In R, both ggplot2
and lattice
package provide possibilities to visualize data not only by their x
and y
position but also considering an additional factor, changing the color, size or shape of the observation representation (point, smooth line, etc.) or splitting the visualization into separate diagrams along this factor.
Example for ggplot
:
require(ggplot2)
ggplot(diamonds, aes(x = carat, y = price, col=clarity)) +
geom_point(alpha = .3)
Example for lattice
:
require(lattice)
require(mlmRev); data(Chem97, package = "mlmRev")

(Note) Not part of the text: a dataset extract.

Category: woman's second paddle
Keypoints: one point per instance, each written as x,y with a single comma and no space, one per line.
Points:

densityplot(~ gcsescore | factor(score), Chem97, groups = gender,
plot.points = FALSE, auto.key = TRUE)
Obviously, these really easy ways of differentiating data by another factor are created for the use with one single dataframe, containing all observations to be shown. However, I more often do have separate data inputs, in the form of separate dataframes, containing different columns to be represented as x and y. The third factor for a separation in the plot then would be the dataframe resp. data source itself. The only solution for this, I was able to find so far, is merging all data into one dataframe and previously adding another column to each source dataframe, only containing the third factor, resp. the data source (so in each cell of this column there is the same string expression). Finally ggplot2 and lattice are then able to separate the data again by this third factor and visalize them separated, as wished.
Now to the final problem: This seems to be a really poor workflow and is not very efficient for bigger amounts of data. Is there perhaps an alternative way to achieve the same result or at least a way to efficiently automate the last described workflow?